I don't think Coulter's comparison holds in other ways. In a taxation-abortion comparison, does one consider illegal abortion as analogous to protection fees, extortion, etc. as
illegal taxation? I mean, one could just as easily say abortion
isn't like taxation, insofar as I've never met someone who's pro-life who'd consider taxation to be morally equivalant to abortion, even if taxes
do piss the person in question off. She's trying to say that Democrats don't like talking about abortion and taxes, that Democrats support both, and so the the things are like each other, which strikes me as a pretty loose kind of similarity if she wants to be cutting and cynical, but oh well.) And so on; Ms. Coulter provides us with a vast, although fortunately not infinite, range of examples.

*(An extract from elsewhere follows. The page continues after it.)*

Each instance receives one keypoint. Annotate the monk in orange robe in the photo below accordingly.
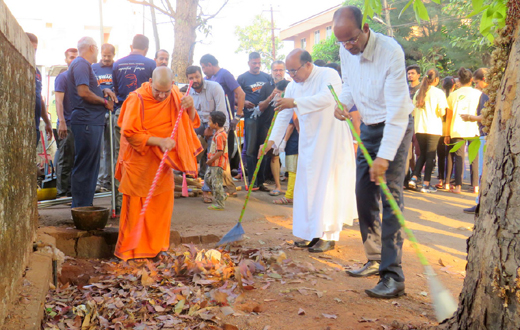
(147, 119)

Marx was very much a product of German philosophy-- and of his time. Some of his stuff can be useful; some of it is dated, idealistic, or otherwise bunk. Coulter is very much a product of our media-satured, soundbyte-driven age. Her writings, personal appearances, and public speeches succeed in getting her attention. Controversy, mockery, and dismissing her by name generate greater recongition for her. She's the Paris Hilton of political pundits.
Not a Marxist, but yours in irony and off to earn the Yankee dollar,
The Sheikh
*You can try to ignore him, but variations of his ideas work themselves into all sorts of things.